Desde chica fui muy apegada a mis abuelos paternos, mi mamá es la más chica de 6 mujeres y la penúltima de 8 hermanos. Era, según sus hermanos grandes; “la consentida”. Comía ahí por lo menos dos veces a la semana. Los miércoles y los sábados. Y el año pasado, después de 89 años mi abuelo decidió irse allá arriba. Lo curioso (triste y feo para la familia) fue que mi abuela decidió seguirlo a los 4 días. No pudo vivir sin él. Unos dicen que fue o es una bonita historia de amor; para mi, estuvo fuerte.

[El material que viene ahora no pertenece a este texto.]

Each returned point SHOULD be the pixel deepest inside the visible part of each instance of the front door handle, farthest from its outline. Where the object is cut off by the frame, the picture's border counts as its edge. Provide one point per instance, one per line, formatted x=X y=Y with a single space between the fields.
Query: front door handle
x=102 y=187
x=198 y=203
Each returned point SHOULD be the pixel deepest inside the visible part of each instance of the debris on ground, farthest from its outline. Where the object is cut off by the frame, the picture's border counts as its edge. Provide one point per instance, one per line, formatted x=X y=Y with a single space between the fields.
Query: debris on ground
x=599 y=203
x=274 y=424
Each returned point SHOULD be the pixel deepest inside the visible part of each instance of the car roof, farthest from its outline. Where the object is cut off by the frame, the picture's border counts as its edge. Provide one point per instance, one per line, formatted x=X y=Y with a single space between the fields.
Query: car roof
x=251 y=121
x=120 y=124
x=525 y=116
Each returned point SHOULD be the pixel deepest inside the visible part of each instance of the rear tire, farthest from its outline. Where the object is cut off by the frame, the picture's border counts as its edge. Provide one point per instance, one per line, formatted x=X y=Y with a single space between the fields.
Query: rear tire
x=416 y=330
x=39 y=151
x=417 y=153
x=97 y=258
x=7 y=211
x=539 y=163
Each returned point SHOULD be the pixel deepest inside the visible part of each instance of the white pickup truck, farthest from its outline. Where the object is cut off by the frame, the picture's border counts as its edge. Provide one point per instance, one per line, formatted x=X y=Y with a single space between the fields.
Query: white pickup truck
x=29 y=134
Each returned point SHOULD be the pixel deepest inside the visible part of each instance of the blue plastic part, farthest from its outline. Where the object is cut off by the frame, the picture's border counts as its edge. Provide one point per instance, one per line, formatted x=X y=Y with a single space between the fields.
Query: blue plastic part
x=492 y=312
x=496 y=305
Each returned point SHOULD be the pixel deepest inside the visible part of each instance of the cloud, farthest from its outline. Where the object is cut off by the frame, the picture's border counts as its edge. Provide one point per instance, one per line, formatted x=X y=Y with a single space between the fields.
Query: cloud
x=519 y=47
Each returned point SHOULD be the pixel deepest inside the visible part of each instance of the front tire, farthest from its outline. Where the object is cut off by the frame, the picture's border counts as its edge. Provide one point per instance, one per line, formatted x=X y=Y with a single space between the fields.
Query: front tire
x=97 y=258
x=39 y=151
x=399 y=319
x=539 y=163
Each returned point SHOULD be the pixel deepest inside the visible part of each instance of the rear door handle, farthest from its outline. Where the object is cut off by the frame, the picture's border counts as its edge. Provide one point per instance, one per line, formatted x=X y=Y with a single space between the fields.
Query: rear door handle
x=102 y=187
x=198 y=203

Pero la casa de mis abuelos sigue ahí. Como si nada hubiera pasado. Las muchachas, la cocinera y la vida permanecen. Los cuadros están puestos y se riegan las macetas todas las mañanas.
Yo sigo diciendo que voy a comer a casa de mis abuelos aunque ellos ya no estén y ya no sea su casa. Y es curioso; porque aunque la despedida tan repentina y al mismo tiempo de los dos fue muy fuerte, el hecho de que la casa y todo su entorno (o casi todo) siga ahí, da cierto sentimiento de confort o reconfort.
Mañana voy a ir a comer a “casa de mis abuelos”, que más bien hoy por hoy es casa de la muchacha y la cocinera que vivieron ahí por más de 45 años junto a mis abuelos, tíos y mi mamá.
Y todo esto me puso a pensar en cómo nos cuesta trabajo desprendernos de las cosas y de la gente. Lo segundo es entendible, lo primero me confunde.
Por cierto, se come delicioso… sabor a recuerdos quizá!